Em outras palavras, tudo pensa, e tudo tem uma consciência. Então os dados, quando caem na mesa, não estão fazendo algo absolutamente diferente de você quando decide comprar um carro. Coisas estão se movendo e se chocando com uma condição material, o que as faz reagir segundo sua estrutura. “Essa é uma visão determinista demais”, você pode dizer, “Não deixa espaço para liberdade humana”. E você estaria correto em dizer isso, mas peço que acompanhe esse raciocínio só mais um pouco.
A nossa mente é uma imitação do universo, ela é composta de um número incrivelmente grande de partes que se conectam e se desconectam muito rápido, com pequenos impulsos elétricos. Isso permite que criemos muita ordem e muito caos. Podemos ver padrões em tudo, e podemos desmontar tudo com a mente e misturar partes e criar coisas novas e absurdas com nossa imaginação. Nada disso é especial, é o que sempre ocorreu no universo, só que numa versão condensada. Nós acumulamos informação e criamos coisas porque temos um órgão que funciona basicamente como a natureza que o criou. Não há nada de mágico nisso, os padrões sempre se repetem, é inevitável.
Como então, podemos dizer que nosso movimento é “voluntário” e o movimento de uma planta, enquanto cresce, é “involuntário”? Dizemos que as plantas não se movem para onde querem porque elas são lentas. Mas é só uma questão de tempo. Assim como um espinho é um modo de dizer: não encoste em mim. Se a diferença é a velocidade, não somos tão complexos quanto pensamos, só somos apressados. O importante não é quanta coisa passa, mas quanta coisa fica. E o mundo está muito mais repleto de informação que nós não criamos. Em grande parte, nossas invenções são imitações da natureza.

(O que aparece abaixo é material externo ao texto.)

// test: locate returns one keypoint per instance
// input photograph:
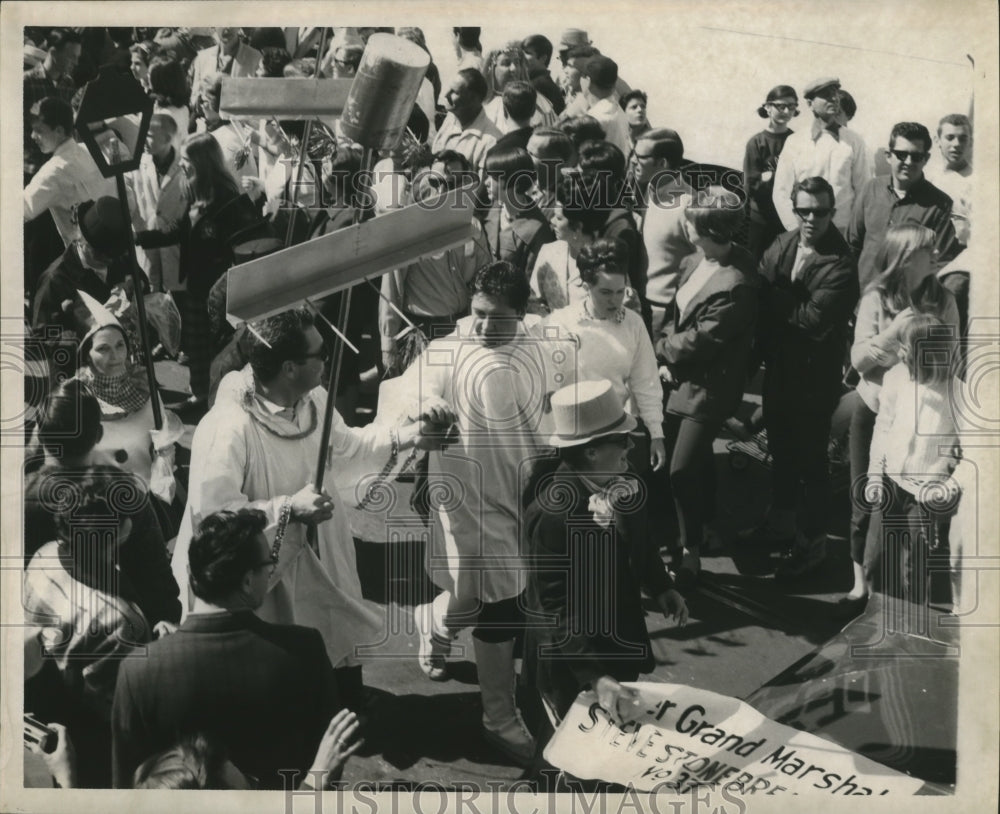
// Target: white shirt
(615, 123)
(844, 162)
(695, 283)
(67, 179)
(802, 253)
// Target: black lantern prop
(113, 121)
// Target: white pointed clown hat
(587, 410)
(91, 316)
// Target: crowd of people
(570, 367)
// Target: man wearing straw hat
(585, 529)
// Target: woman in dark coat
(585, 536)
(704, 354)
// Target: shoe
(849, 607)
(766, 536)
(433, 648)
(806, 557)
(686, 577)
(513, 739)
(503, 726)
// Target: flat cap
(817, 85)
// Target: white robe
(499, 395)
(237, 463)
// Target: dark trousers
(798, 434)
(860, 442)
(899, 541)
(692, 474)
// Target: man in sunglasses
(811, 290)
(827, 150)
(903, 195)
(258, 447)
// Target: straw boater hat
(588, 410)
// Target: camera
(35, 732)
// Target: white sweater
(916, 433)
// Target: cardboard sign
(681, 738)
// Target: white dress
(499, 395)
(240, 461)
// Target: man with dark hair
(550, 150)
(230, 56)
(474, 556)
(904, 195)
(467, 129)
(598, 85)
(468, 48)
(602, 167)
(828, 150)
(52, 77)
(811, 289)
(574, 60)
(519, 100)
(69, 177)
(654, 167)
(953, 174)
(264, 692)
(257, 448)
(158, 201)
(537, 55)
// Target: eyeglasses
(323, 354)
(816, 212)
(902, 155)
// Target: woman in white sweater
(906, 286)
(915, 448)
(609, 341)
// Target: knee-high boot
(502, 722)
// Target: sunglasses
(902, 155)
(817, 212)
(323, 354)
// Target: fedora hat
(103, 227)
(573, 37)
(587, 410)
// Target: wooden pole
(367, 162)
(138, 290)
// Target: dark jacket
(519, 243)
(803, 327)
(620, 225)
(264, 692)
(142, 559)
(568, 555)
(708, 350)
(207, 245)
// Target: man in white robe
(496, 377)
(258, 448)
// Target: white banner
(682, 738)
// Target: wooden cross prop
(283, 99)
(336, 261)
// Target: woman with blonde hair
(905, 286)
(218, 211)
(505, 65)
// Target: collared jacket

Concluindo, a cognição humana surge em continuidade com o processo cognitivo da natureza, não como algo distinto. A natureza constrói conhecimento. Nós usamos o que conseguimos aprender com ela. Mas há muito que não sabemos. A floresta é mais sábia que nós. Nosso corpo muitas vezes é mais sábio que nossa cultura. Estamos sempre pensando em conjunto.
Referências:
GARCIA, Agnaldo. Cognição e evolução: a contribuição de Konrad Lorenz. Ciênc. cogn., Rio de Janeiro, v. 4, p. 89-100, mar. 2005. Disponível em <http://pepsic.bvsalud.org/scielo.php?script=sci_arttext&pid=S1806-58212005000100010&lng=pt&nrm=iso>
ZUANON, Átima Clemente Alves. Instinto, etologia e a teoria de Konrad Lorenz. Ciênc. educ. (Bauru), Bauru, v. 13, n. 3, p. 337-349, Dec. 2007. Disponível em <http://www.scielo.br/scielo.php?script=sci_arttext&pid=S1516-73132007000300005&lng=en&nrm=iso>
Agora que li esse texto! Muito bom, Janos!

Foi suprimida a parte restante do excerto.